While log-ratio supports random mini-batch sampling, the paper proposes a dedicated mini-batch sampling strategy called dense-triplet-mining (DTM). DTM constructs a mini-batch B of training samples with an anchor, k nearest neighbors (kNNs) of the anchor in terms of label distance, and other neighbors randomly sampled from the remaining ones. The kNNs speed up training because a small D(y_a,y_i) induces large log-ratios of label distances. I elaborate more on DTM in the my-comments section at the end.

The following two figures present qualitative evaluations using human pose retrieval and caption-aware image retrieval.

Qualitative results of human pose retrieval.
Qualitative results of caption-aware image retrieval. Binary Tri.: L(Triplet)+M(Binary). ImgNet: ImageNet pretraiend ResNet101.

The paper presents further quantitative evaluations to demonstrate the log-ratio superiority — these evaluations are omitted from this article. Yet, one interesting ablation study shows that log-ratio loss’s performance drops for small embedding dimensions marginally. The next figure shows how triplet loss (blue) suffers significantly with a small embedding dimension (d=16) while log-ratio remains resilient.

Performance versus embedding dimensionality.

My Comments

  • The paper is well written and brings a novel perspective to the metric learning community.
  • The authors released their code to Github.
  • I am not sure why the authors use the log-ratio, and not just the ratio. Maybe because the feature embedding is L2-normalized. The maximum distance in an L2-normalized embedding is two, i.e., max(D(f_j,f_i))) = 2. Accordingly, the ratio between (y_i,y_j) needs normalization to a similar range.
  • In metric learning, a large embedding dimension is vital for achieving superior performance.

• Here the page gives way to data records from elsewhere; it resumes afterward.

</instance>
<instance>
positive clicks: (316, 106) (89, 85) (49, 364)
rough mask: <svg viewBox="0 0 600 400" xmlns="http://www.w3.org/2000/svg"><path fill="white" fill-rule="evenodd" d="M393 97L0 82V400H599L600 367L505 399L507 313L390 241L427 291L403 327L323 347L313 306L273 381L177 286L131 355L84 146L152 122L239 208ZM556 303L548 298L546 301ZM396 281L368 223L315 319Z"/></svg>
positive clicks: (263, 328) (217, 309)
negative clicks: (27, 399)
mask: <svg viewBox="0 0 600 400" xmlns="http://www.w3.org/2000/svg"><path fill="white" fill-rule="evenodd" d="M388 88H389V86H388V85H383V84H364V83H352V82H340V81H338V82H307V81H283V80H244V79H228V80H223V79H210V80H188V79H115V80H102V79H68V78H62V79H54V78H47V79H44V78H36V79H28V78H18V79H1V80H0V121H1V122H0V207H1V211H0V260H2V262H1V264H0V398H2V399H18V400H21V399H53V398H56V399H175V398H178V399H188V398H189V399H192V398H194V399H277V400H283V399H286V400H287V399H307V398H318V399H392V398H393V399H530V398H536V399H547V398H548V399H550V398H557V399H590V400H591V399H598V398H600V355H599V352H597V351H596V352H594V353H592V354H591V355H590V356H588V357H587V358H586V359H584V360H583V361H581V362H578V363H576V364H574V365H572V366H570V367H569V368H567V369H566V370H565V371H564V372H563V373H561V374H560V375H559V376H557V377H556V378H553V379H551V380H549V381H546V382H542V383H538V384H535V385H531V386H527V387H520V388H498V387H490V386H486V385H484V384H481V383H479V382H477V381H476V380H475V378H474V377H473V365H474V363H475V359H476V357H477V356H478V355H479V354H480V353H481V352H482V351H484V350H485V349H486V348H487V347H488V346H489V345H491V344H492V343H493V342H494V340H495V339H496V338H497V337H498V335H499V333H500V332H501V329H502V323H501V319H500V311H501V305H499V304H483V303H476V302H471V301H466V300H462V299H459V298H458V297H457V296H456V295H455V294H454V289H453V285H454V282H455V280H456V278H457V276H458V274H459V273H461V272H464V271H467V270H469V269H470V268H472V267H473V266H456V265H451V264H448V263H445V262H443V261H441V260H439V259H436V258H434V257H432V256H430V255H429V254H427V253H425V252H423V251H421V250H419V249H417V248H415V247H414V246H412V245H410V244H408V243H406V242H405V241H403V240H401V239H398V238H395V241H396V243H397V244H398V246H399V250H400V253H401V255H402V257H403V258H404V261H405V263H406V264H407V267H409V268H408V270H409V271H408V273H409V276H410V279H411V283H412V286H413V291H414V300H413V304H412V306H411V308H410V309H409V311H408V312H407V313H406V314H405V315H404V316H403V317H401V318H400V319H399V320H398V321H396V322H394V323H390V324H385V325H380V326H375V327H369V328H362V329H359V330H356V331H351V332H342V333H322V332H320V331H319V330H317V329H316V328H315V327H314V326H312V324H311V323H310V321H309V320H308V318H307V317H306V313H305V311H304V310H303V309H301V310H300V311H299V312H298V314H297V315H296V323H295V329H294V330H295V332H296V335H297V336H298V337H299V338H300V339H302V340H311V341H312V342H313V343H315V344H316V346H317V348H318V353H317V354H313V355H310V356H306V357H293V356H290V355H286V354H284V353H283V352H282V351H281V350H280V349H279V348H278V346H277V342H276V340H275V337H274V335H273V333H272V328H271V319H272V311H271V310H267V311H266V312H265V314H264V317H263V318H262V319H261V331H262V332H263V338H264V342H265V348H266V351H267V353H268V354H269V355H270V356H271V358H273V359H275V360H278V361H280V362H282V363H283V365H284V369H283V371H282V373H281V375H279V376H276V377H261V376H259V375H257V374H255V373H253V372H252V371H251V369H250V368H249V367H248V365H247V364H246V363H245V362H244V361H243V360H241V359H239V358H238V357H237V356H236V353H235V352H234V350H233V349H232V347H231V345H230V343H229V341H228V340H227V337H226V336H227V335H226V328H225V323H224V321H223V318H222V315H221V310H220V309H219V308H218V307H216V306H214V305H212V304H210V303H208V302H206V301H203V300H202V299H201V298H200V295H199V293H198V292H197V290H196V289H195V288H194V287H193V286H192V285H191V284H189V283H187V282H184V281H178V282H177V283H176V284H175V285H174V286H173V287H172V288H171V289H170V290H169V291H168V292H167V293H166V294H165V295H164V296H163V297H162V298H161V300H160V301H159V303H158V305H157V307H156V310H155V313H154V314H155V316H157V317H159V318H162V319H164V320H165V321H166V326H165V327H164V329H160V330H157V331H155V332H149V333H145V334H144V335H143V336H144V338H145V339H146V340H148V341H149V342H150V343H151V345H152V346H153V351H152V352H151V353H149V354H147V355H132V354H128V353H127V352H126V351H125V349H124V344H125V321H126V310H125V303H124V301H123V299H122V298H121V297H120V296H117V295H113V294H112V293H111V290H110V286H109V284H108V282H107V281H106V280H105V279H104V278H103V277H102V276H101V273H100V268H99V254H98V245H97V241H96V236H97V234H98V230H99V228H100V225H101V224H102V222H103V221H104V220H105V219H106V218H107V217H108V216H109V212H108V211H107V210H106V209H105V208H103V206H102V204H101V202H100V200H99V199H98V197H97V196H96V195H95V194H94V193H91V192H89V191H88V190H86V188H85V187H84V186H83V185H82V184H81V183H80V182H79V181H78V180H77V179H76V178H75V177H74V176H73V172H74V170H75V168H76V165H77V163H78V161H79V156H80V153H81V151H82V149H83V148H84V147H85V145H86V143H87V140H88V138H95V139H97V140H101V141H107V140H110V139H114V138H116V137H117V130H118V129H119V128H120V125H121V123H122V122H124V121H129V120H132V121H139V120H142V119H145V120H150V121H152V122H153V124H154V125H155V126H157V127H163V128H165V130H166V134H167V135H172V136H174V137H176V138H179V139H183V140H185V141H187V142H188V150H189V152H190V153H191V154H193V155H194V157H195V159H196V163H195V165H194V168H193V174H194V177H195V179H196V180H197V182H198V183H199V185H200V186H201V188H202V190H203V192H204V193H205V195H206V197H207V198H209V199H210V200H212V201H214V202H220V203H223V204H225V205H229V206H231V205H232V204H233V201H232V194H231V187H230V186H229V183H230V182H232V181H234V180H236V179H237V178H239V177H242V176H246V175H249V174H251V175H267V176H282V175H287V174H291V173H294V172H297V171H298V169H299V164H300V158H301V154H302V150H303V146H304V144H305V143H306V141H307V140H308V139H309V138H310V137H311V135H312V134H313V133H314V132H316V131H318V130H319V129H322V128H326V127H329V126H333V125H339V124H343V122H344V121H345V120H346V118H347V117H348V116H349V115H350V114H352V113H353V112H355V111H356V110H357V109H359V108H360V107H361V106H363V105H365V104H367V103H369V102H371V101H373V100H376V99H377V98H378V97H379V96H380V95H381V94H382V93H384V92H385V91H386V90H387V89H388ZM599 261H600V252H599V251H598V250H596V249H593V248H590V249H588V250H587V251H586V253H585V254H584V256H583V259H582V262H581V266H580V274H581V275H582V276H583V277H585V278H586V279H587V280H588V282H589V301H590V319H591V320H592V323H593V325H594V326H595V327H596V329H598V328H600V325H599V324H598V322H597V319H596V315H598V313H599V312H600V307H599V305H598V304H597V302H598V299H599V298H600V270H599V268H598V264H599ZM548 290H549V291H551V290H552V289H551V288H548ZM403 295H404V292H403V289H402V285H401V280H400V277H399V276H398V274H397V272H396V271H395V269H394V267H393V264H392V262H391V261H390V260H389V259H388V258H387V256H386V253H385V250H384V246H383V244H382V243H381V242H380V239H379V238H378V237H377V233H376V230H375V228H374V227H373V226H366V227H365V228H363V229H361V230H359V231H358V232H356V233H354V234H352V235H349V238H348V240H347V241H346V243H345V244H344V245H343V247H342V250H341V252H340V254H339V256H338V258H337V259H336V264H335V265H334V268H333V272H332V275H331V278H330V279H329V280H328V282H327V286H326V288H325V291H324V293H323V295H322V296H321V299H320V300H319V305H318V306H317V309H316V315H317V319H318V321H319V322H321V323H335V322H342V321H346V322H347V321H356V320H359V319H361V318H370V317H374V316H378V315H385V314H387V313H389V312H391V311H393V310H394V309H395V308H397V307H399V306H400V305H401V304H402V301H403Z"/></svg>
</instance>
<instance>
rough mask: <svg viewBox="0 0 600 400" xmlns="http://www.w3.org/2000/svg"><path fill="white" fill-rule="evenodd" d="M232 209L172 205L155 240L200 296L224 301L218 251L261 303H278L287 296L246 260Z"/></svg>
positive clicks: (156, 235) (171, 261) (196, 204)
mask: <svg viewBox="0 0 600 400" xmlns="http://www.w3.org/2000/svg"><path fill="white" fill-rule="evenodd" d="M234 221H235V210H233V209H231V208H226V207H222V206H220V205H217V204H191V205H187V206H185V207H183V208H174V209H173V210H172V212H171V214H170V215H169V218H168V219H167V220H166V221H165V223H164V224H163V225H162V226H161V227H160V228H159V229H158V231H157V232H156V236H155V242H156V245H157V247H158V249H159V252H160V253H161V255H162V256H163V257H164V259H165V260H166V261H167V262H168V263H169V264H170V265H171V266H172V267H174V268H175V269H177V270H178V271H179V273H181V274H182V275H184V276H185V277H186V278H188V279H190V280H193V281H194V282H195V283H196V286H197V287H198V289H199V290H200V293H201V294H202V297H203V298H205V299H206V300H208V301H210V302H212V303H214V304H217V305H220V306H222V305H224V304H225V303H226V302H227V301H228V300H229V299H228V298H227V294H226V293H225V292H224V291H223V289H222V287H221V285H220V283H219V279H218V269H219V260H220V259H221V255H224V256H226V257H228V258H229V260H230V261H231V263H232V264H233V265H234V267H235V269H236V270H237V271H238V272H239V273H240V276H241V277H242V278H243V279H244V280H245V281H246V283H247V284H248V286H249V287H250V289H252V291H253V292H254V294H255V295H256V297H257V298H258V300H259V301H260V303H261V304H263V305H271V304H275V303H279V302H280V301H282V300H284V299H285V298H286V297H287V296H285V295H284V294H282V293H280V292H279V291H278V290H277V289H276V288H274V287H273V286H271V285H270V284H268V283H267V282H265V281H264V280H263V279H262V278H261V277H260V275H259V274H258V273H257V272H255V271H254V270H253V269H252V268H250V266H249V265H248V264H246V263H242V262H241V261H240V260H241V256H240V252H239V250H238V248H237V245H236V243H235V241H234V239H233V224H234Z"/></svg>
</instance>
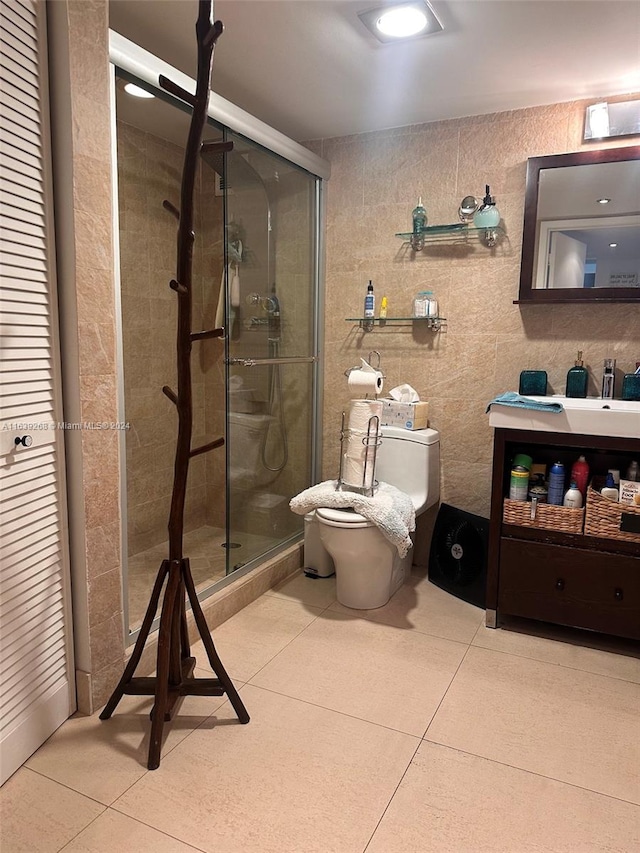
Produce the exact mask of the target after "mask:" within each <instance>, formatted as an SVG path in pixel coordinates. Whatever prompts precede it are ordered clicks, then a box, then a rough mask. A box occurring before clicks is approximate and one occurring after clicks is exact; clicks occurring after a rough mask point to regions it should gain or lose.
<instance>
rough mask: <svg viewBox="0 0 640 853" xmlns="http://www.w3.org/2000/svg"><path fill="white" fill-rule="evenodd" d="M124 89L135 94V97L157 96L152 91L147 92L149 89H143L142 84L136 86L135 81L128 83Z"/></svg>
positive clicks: (127, 92)
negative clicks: (139, 85) (131, 82)
mask: <svg viewBox="0 0 640 853" xmlns="http://www.w3.org/2000/svg"><path fill="white" fill-rule="evenodd" d="M124 90H125V92H126V93H127V95H133V96H134V98H155V95H152V94H151V92H147V90H146V89H143V88H142V87H141V86H136V84H135V83H126V84H125V87H124Z"/></svg>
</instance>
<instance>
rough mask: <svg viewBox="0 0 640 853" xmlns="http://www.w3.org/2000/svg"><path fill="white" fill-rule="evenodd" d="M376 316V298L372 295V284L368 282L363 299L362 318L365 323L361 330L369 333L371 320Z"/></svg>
mask: <svg viewBox="0 0 640 853" xmlns="http://www.w3.org/2000/svg"><path fill="white" fill-rule="evenodd" d="M375 316H376V298H375V296H374V295H373V282H372V281H369V284H368V286H367V295H366V296H365V298H364V318H365V321H364V323H363V325H362V328H363V329H364V330H365V332H370V331H371V329H373V318H374V317H375Z"/></svg>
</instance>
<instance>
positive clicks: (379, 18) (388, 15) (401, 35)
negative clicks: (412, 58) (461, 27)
mask: <svg viewBox="0 0 640 853" xmlns="http://www.w3.org/2000/svg"><path fill="white" fill-rule="evenodd" d="M358 17H359V18H360V20H361V21H362V23H363V24H364V25H365V27H366V28H367V29H368V30H369V32H370V33H372V34H373V35H374V36H375V37H376V39H377V40H378V41H381V42H383V43H385V44H388V43H390V42H394V41H398V40H402V39H410V38H420V37H421V36H427V35H432V34H433V33H439V32H442V29H443V27H442V24H441V23H440V21H439V20H438V18H437V17H436V14H435V12H434V11H433V9H432V8H431V6H430V5H429V4H428V3H427V2H426V0H413V2H404V3H397V2H396V3H393V2H391V3H388V4H387V5H386V6H378V7H377V8H375V9H369V10H368V11H366V12H359V13H358Z"/></svg>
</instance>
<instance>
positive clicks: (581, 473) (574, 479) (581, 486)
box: [571, 456, 589, 499]
mask: <svg viewBox="0 0 640 853" xmlns="http://www.w3.org/2000/svg"><path fill="white" fill-rule="evenodd" d="M571 482H572V483H575V484H576V486H577V487H578V488H579V489H580V494H581V495H582V497H583V499H584V498H586V496H587V485H588V484H589V463H588V462H587V460H586V459H585V458H584V456H579V457H578V458H577V459H576V461H575V462H574V463H573V465H572V466H571Z"/></svg>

I am not aware of any paper that extensively studies the relationship between performance and embedding dimension: (1)why it happens? is it due to the L2 normalization? (2) how to mitigate it? Accordingly, the performance vs. embedding dimension evaluation (last figure) is interesting. I wish the authors had elaborated more on this.
  • The authors supported log-ratio with a dedicated mini-batch mining strategy, dense-triplet-mining (DTM). The log-ratio loss supports random sampling. Thus, DTM is justified only if the random sampling is inferior. In Figure 3, the authors reported triplet loss performance with and without DTM. Yet, the log-ratio performance is never reported without DTM! Besides, DTM is not cheap. DTM loads the k nearest neighbors (kNNs) for every anchor. Finding these kNNs is not trivial for large datasets. An advanced data structure (e.g., Range Trees) is required to find these kNNs efficiently.

References

[1] Kim, Sungyeon, Minkyo Seo, Ivan Laptev, Minsu Cho, and Suha Kwak. “Deep metric learning beyond binary supervision.” CVPR 2019.

[2] Musgrave, Kevin, Serge Belongie, and Ser-Nam Lim. “A Metric Learning Reality Check.” ECCV 2020.

I write reviews on computer vision papers. Writing tips are welcomed.